Die Sozialisierung der Eltern spielt für die Entwicklung ihrer Kinder eine erhebliche Rolle. Auch politische Präferenzen werden oft von den Eltern an die Kinder übertragen. Doch gilt dies auch für rechtsextreme und tendenziell ausländerfeindliche Ansichten?
Ein aktuelles IZA-Diskussionspapier von Alexandra Avdeenko (Universität Mannheim) und Thomas Siedler (Universität Hamburg und IZA) ist dieser Frage nachgegangen. Die Studie untersucht den Zusammenhang von rechtsextremen Parteipräferenzen und Einstellungen zur Zuwanderung zwischen Eltern und deren erwachsenen Kindern in Deutschland.
Bei den Ansichten zum Thema Zuwanderung findet die Studie in der Tat einen starken Zusammenhang zwischen den Generationen. Darüber hinaus werden rechtsextreme Parteipräferenzen der Eltern an ihre Söhne weitergeben, nicht jedoch an die Töchter.
Grundlage der Untersuchung waren Interviewdaten des Sozio-oekonomischen Panels (SOEP) des DIW Berlin. Für die Untersuchung wurden die Daten seit 1990 genutzt, die jährlich erhoben werden und es den Forschern ermöglichten, die Einstellungen der Eltern mit denen ihrer Kinder über einen langen Zeitraum zu vergleichen.
Um sicherzustellen, dass die Beeinflussung von den Eltern ausgeht und nicht etwa die erwachsenen Kinder ihre Eltern beeinflussen, wurden die Einstellungen zu unterschiedlichen Zeitpunkten gemessen. Ebenso wurden sozio-ökonomische und lokale Einflussfaktoren berücksichtigt.
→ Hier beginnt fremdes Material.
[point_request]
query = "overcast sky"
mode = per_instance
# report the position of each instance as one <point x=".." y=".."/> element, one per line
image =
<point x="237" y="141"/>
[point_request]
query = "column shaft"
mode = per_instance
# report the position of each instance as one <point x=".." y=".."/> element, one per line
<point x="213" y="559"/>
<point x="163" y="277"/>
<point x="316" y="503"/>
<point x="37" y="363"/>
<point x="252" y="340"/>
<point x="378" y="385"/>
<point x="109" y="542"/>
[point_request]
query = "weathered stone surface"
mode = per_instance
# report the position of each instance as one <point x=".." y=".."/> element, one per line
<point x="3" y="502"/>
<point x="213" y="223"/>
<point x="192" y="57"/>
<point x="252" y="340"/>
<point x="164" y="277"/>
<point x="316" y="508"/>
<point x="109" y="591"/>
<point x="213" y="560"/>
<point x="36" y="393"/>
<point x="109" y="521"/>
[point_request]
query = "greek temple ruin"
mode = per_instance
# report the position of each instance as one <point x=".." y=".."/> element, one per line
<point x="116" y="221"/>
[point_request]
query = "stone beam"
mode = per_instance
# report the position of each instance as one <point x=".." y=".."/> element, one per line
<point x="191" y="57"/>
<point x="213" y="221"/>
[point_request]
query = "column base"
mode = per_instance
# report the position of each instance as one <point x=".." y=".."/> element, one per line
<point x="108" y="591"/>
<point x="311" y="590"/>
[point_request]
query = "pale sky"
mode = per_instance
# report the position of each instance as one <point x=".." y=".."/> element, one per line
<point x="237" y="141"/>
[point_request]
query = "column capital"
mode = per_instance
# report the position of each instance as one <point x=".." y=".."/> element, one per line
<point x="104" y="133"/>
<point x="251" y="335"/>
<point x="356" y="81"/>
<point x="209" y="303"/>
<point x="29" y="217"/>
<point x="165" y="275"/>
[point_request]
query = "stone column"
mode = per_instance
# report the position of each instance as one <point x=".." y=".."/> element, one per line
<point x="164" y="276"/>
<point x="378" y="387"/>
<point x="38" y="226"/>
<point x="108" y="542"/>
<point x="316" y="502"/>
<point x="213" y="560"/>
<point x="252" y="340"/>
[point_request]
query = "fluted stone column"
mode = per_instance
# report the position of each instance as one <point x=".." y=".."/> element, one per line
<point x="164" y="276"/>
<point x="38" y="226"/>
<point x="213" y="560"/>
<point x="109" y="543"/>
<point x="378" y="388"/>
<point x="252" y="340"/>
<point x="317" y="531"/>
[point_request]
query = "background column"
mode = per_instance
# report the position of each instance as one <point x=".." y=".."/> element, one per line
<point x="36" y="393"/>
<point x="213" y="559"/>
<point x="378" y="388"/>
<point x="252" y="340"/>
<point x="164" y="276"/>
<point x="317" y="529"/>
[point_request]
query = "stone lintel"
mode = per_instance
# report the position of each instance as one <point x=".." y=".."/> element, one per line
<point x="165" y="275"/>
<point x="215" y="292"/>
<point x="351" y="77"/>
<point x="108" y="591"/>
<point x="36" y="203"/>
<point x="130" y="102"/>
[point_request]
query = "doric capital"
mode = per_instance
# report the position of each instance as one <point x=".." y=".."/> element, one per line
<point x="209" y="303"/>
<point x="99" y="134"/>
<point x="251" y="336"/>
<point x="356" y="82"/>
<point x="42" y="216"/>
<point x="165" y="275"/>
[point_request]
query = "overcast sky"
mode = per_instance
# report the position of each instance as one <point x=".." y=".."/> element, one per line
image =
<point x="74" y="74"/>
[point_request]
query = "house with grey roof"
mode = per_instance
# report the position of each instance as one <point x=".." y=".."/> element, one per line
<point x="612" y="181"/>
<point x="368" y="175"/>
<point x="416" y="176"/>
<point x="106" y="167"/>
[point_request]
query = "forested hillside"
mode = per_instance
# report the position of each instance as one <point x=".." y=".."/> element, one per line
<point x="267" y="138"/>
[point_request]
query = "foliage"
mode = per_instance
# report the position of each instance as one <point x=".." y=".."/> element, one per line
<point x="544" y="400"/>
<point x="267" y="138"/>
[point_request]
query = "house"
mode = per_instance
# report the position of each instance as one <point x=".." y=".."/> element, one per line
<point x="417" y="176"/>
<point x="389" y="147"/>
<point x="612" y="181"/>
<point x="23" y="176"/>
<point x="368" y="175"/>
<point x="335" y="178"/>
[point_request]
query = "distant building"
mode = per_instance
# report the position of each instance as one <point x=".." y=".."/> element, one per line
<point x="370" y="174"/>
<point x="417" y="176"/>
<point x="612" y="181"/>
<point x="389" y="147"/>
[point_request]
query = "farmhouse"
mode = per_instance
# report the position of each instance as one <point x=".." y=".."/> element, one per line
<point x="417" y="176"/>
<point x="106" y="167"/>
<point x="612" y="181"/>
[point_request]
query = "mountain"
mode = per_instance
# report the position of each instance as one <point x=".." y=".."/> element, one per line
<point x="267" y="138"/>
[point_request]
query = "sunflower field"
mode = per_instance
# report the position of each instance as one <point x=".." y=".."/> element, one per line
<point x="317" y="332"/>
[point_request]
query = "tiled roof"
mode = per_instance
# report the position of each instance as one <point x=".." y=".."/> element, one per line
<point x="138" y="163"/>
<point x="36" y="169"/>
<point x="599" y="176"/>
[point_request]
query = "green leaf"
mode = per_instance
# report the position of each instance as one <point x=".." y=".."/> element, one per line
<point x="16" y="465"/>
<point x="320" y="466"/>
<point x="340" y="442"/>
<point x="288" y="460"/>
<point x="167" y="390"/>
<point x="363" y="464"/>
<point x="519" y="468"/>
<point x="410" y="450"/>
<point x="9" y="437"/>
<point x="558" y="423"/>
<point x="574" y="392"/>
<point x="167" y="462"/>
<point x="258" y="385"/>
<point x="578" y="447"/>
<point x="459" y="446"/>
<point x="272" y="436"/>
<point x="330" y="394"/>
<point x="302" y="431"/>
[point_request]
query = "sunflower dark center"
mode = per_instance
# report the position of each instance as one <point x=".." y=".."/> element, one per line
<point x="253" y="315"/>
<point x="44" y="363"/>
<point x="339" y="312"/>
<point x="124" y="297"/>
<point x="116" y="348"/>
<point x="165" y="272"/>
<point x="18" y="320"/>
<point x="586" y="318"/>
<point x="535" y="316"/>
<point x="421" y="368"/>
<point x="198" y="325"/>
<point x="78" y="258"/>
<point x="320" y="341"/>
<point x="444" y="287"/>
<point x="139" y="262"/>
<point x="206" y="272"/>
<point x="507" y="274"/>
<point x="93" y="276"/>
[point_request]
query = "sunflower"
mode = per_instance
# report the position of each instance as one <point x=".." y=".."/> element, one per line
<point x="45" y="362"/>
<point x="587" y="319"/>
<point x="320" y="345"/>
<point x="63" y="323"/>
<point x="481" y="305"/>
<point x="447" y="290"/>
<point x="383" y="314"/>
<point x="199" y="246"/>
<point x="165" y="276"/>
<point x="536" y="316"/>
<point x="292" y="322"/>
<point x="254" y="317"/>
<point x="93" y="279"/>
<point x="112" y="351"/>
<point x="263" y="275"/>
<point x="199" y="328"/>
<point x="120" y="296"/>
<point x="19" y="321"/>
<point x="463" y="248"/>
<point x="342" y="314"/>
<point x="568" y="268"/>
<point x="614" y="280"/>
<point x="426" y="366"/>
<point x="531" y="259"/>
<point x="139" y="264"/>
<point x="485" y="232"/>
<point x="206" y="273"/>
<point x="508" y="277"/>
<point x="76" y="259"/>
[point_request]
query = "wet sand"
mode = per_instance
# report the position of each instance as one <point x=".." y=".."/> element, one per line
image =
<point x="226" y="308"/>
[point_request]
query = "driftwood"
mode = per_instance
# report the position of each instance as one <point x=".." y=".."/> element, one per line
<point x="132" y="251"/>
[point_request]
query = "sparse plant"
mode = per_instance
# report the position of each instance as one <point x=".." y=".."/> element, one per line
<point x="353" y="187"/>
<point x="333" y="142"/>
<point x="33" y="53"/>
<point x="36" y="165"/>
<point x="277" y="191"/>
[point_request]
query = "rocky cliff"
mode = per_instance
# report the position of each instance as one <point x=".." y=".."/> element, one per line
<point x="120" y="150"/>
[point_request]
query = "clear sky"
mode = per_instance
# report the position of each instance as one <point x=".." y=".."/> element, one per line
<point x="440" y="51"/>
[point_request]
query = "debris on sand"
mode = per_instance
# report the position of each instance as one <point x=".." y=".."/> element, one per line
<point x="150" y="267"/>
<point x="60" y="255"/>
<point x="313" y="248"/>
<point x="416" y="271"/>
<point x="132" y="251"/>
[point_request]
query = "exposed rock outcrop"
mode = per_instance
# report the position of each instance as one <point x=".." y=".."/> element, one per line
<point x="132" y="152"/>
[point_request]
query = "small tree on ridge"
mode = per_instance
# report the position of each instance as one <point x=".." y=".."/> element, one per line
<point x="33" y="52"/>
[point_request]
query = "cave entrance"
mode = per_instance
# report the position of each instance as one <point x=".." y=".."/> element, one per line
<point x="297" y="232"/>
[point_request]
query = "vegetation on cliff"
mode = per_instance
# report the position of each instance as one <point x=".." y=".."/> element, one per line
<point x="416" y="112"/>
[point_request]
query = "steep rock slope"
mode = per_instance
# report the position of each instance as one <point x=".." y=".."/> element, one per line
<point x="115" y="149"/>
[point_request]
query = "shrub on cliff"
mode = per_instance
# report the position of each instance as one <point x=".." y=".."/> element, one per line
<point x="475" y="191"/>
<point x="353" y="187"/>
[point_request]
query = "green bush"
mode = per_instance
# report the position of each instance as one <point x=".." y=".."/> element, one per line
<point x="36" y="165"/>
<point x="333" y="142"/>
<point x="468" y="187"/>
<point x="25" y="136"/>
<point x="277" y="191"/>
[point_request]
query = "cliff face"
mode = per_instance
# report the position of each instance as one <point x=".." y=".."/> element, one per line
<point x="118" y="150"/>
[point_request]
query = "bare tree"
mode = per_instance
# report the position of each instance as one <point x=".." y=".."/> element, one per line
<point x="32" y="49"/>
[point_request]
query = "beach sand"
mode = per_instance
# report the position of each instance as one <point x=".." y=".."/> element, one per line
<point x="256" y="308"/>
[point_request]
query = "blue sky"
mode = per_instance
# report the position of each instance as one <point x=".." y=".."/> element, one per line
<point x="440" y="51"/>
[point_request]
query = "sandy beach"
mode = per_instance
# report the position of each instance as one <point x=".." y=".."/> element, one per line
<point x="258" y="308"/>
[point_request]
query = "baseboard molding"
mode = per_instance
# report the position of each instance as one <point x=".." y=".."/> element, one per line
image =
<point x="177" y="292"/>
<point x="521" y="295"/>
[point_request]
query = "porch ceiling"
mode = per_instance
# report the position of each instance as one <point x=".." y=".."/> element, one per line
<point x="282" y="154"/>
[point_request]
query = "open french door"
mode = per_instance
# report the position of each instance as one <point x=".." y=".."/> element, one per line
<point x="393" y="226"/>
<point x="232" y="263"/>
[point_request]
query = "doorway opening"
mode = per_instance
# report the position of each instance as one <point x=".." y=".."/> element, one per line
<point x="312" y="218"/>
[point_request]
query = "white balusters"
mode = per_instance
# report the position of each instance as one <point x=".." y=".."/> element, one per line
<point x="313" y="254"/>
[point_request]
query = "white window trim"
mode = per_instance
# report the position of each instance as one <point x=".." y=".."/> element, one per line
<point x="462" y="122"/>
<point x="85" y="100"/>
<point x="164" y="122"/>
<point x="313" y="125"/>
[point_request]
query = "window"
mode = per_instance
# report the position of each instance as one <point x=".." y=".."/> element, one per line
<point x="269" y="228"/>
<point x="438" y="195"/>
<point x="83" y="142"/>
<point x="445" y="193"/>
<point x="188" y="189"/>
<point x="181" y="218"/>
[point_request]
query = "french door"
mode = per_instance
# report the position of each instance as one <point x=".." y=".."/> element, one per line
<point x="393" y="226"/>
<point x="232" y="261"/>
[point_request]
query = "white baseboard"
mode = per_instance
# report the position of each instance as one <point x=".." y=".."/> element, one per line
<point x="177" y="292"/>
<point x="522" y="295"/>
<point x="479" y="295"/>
Der Studie zufolge liegt die Wahrscheinlichkeit, dass junge Erwachsene einer rechtsextremen Partei zuneigen, im Durchschnitt um sechs Prozentpunkte höher, wenn ihre Eltern es während der Kindheit der Nachkommen ebenfalls taten. Betrachtet man Töchter separat, so ist bei ihnen kein Zusammenhang mit den Präferenzen der Eltern feststellbar. Bei Söhnen jedoch erhöht sich die Wahrscheinlichkeit sogar um rund 13 Prozentpunkte.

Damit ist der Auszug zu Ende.